FAST & FUTURISTIC HOMES
How about living in a house where you don’t need to switch on lights during daytime or you don’t need a plumbing or a wiring job done ever? These are some features of the futuristic houses being designed by some of the finest brains of the country in an endeavour to bring down the cost of construction by 20-40 per cent.
Some 20 IIT professors, in collaboration with the Ministry of Housing, are working on a pilot project that will not only bring down the cost, but also reduce the time required to build a house. The Government has given the IITs the mandate to develop a model with flat size in the range of 21-27 square metres (approximately 210-270 sq ft).
B. K. Chakravarthy, Head, Industrial Design Centre at IIT-Bombay, said the main idea behind the project is to create an integrated solution for energy efficient and eco-friendly houses and high-quality mass production of building materials that can bring down the cost of construction by 10-20 per cent in the urban areas and by 40-50 per cent in the rural market.
According to Chakravarthy, the pilot project, likely to come up in Uran in Navi Mumbai, will take at least six months to start. Given the complex issues of construction and cost of land, the housing projects are likely to come up on the outskirts of cities.
Krithi Ramamrithan, Head, Centre of Urban Science and Engineering at IIT-Bombay, said: “Through this project, we aim to improve the quality of life by providing better living conditions and better resources available without increasing the cost.” He added a prototype was ready but the project’s take-off would depend on how soon the Government makes the funds and space available.
Arun Misra, Secretary, Ministry of Housing and Urban Poverty Alleviation, who had a meeting with the brains behind the project at IIT-Bombay last week, said the major concern before the housing sector was the unregulated price hike in key construction materials, coupled with a shortage of the workforce and the speed of execution.
According to a study by industry body Assocham, building materials such as steel and cement, and labour constitute almost 75 per cent of the overall construction cost.
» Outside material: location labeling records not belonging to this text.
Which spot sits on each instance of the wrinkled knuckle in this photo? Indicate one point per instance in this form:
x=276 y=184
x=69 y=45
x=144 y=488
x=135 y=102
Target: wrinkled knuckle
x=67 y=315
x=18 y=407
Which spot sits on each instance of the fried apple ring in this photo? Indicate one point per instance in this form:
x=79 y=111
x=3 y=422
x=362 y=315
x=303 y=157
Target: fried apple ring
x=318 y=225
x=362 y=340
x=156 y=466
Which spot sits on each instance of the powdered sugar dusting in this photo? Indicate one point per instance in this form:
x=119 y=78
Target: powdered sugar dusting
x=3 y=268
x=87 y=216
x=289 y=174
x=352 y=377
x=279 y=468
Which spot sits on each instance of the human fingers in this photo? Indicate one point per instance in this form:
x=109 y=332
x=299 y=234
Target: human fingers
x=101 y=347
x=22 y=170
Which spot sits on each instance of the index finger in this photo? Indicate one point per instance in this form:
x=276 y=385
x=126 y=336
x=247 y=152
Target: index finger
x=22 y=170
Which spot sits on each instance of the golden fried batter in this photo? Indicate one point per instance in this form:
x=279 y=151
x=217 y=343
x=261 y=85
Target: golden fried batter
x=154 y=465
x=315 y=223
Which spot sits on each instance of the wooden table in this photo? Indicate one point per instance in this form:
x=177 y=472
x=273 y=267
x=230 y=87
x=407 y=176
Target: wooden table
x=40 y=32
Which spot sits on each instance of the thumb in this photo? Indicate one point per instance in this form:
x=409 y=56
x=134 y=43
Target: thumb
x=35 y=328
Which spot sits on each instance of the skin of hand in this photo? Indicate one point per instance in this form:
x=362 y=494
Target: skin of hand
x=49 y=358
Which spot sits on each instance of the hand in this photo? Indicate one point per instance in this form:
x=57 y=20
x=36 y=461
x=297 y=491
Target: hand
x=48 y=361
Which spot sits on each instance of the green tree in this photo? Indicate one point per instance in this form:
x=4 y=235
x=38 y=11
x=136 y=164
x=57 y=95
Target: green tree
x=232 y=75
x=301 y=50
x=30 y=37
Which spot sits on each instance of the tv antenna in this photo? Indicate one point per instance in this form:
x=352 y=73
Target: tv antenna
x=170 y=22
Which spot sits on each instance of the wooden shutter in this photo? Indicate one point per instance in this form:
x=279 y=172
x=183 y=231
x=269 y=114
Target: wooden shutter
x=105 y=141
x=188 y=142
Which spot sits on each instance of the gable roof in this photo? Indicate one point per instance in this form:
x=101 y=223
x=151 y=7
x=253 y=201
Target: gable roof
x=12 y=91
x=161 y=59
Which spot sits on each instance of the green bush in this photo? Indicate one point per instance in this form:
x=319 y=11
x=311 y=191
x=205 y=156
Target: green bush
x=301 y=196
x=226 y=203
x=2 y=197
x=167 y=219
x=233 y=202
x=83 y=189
However, he said this alternative technology would not necessarily bring down the house price for the end user, but it would definitely speed up execution. “If the volumes are large through speeding up of construction, there will be a price advantage eventually,” said Misra.
The ultimate aim was to make this technology available to the general public in partnership with the private sector, he added.
Besides developing low-cost building technology, IITs would also be roped in for undertaking training programmes for municipality engineers and other government officers in this effort.